I was an alcoholic for the books. I drank, got drunk, and had many blackouts. I was filled with anger, resentment, guilt, self-pity, false pride, and self-recrimination. But I continued to drink. I asked God to “get me out of this mess that I created and then I will lay off the booze.” In my small mind, I was lying to myself. I would not know this until years later when I got sober.
I hit my bottom 45 years ago and went through unsupervised withdrawal because I was not going to treatment for another day. I shook, sweated and saw spots on a wall, and finally acknowledged I was beaten by alcohol. I was then sent to a treatment center in Thunder Bay, Canada. I was the only white woman in a homeless Native Indian treatment center for skid row alcoholics in Canada.
When I got to the treatment, the first person I saw was a wake-up call for me. I looked at the person and it was like looking into a mirror. This was a conversion moment for me. I saw myself in that skid row drunk. I then readily admitted that I was an alcoholic, powerless over alcohol and that my life had become unmanageable. All I had to do is look at the wreckage of my life. Everything that I had hoped for at that time was not coming to pass. This was all due to my drinking.

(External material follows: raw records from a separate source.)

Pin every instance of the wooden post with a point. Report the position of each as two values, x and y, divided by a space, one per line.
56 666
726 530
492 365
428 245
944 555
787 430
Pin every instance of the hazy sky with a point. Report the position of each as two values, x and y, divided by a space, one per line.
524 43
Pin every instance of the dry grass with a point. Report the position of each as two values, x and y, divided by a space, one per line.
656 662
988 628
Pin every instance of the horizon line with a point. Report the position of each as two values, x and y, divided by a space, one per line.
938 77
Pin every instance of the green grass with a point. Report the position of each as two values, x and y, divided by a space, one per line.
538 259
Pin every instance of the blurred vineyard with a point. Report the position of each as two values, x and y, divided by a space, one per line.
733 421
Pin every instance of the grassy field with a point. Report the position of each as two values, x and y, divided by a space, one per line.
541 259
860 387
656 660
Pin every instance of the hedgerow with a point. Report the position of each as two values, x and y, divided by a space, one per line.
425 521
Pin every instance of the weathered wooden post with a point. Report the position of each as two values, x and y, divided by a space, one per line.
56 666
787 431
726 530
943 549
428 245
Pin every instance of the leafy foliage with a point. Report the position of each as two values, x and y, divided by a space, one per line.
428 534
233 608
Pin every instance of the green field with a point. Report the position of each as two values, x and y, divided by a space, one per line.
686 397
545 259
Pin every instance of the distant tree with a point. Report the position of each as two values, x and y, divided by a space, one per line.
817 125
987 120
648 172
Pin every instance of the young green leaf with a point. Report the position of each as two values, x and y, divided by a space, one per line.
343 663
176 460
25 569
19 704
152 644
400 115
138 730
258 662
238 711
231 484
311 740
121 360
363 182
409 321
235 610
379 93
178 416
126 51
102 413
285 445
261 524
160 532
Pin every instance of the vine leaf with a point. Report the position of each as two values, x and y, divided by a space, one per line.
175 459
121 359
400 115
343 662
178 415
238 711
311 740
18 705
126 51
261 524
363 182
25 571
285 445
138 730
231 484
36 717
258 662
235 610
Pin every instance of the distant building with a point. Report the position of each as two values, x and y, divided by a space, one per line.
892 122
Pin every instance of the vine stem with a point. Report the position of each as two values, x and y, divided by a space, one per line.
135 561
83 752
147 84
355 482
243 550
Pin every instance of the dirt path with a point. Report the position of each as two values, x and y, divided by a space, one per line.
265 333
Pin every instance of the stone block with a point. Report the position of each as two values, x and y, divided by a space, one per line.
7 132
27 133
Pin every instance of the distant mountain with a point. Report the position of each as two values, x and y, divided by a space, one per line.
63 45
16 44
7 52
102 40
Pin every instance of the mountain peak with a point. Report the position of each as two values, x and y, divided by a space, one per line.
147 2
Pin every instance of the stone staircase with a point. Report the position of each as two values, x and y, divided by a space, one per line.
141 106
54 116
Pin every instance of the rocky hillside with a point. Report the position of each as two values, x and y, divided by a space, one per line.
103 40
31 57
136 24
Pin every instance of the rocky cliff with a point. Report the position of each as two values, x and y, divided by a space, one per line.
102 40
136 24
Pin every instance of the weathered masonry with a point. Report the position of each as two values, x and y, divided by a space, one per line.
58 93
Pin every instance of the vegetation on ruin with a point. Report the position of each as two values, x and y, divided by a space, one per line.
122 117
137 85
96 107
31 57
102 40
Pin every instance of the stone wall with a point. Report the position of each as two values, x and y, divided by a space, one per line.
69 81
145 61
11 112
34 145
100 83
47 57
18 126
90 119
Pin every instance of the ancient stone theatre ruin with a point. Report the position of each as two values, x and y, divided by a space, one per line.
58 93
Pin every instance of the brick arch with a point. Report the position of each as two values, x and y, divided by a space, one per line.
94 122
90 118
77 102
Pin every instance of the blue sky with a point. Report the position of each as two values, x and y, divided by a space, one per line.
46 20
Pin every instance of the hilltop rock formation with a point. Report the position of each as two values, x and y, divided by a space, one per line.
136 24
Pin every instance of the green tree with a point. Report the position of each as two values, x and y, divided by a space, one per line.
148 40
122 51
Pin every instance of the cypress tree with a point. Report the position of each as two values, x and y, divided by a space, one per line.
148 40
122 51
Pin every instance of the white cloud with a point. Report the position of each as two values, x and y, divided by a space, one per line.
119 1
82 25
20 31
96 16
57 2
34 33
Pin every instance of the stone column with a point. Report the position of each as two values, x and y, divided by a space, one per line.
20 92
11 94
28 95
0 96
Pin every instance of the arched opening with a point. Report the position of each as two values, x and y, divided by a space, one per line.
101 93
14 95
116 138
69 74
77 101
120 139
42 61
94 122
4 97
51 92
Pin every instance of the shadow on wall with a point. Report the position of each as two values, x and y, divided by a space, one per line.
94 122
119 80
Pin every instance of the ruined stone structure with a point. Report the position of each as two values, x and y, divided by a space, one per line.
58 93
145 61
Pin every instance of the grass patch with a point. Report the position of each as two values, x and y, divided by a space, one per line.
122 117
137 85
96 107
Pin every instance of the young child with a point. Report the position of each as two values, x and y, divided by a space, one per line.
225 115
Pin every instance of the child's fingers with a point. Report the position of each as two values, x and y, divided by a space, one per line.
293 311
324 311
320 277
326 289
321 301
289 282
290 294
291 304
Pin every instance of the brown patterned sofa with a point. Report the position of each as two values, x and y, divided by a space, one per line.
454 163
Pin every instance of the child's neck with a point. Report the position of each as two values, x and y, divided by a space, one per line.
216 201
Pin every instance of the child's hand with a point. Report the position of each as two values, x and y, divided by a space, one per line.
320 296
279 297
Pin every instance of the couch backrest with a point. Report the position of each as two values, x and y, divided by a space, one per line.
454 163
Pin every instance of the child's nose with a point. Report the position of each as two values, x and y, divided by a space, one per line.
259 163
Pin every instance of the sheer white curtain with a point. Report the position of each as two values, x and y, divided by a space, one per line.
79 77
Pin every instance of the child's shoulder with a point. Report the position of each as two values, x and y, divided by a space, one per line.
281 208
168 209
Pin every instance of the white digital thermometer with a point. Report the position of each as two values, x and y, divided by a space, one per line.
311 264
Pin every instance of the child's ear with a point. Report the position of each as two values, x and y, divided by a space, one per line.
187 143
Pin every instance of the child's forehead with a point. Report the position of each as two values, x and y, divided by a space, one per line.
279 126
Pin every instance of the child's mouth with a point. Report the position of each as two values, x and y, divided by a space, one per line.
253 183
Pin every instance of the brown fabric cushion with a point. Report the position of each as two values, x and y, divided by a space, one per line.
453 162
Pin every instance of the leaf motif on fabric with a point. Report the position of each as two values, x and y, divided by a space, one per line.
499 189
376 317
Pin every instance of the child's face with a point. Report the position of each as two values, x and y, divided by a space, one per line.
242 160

I listened to my counselor who was an ex-Marine and had a mouth like an active Marine. He spared me nothing. I still remember his words to me “I do not care what you are, you are nothing but a drunk.” That was a great leveler for my alcoholic ego. I can laugh at those words now but at the time I was scared. Scared into sobriety.
I attended the area AA meetings and I found a place where I was welcomed because of my drinking and my desire to stop drinking. There were no recriminations and there was laughter. Something new for an alcoholic. The rooms were filled with a variety of people, all with a common purpose to stay sober. I saw the 12 Steps on the wall and it hit me that this was a road map to God and spirituality.
Steps 2 and 3 were a spiritual thunderbolt for me. I came to believe in a God that I had previously given lip service to when I was drinking. There was no room in my life for God when I was thinking about drinking. I came to believe that if I was to trust my Higher Power that for today, if I put the 12 Steps into action on a daily basis, I will not drink and will live a better life.
This daily practice has helped me stay sober for over 45 years. It is all because of the grace of God and my response to his grace.
A Web Exclusive from the Alcoholics Anonymous Magazine Grapevine
What an honest expose of your journey, Sr. Keith! I am so humbled and deeply struck by your sincerity and no-holes-barred description of where you have been and where you are now. Thank you! And the journey continues…
Thanks for the honest and vulnerable sharing of an aspect of your life that now helps so many people to understand and deal with on a daily basis. You are a mentor to so many.
Blessings! Mary T.
Dear Sister Keith,
So powerful, so humbling, so open! Thank you so much, Keith. What a trying experience you had. Yet, the Lord never let you down, stayed with you in your darkest moments and you came to see that light with the help of others and yourself determination.
A deep suffering you endured, but finally seeking help you have become this awesome, beautiful person who now shares these times and give hope to others who are struggling. Warmest Congratulations to 47 years of sobriety. May our loving God continue to bless you.
Wow so very honest and open.
Thank you for sharing your story, dear Sister Keith. I am deeply moved by it, and also inspired by it–you are a gift to us all. Sent with my loving thoughts and prayers, Brigid
Mary Keith, thank you so much for sharing your story with us. It will certainly be a help to those who are struggling with an addiction. To find God and grace in the midst of such turmoil is miraculous. So glad you stayed upon to hear God’s voice. Congratulations on 47 years of sobriety!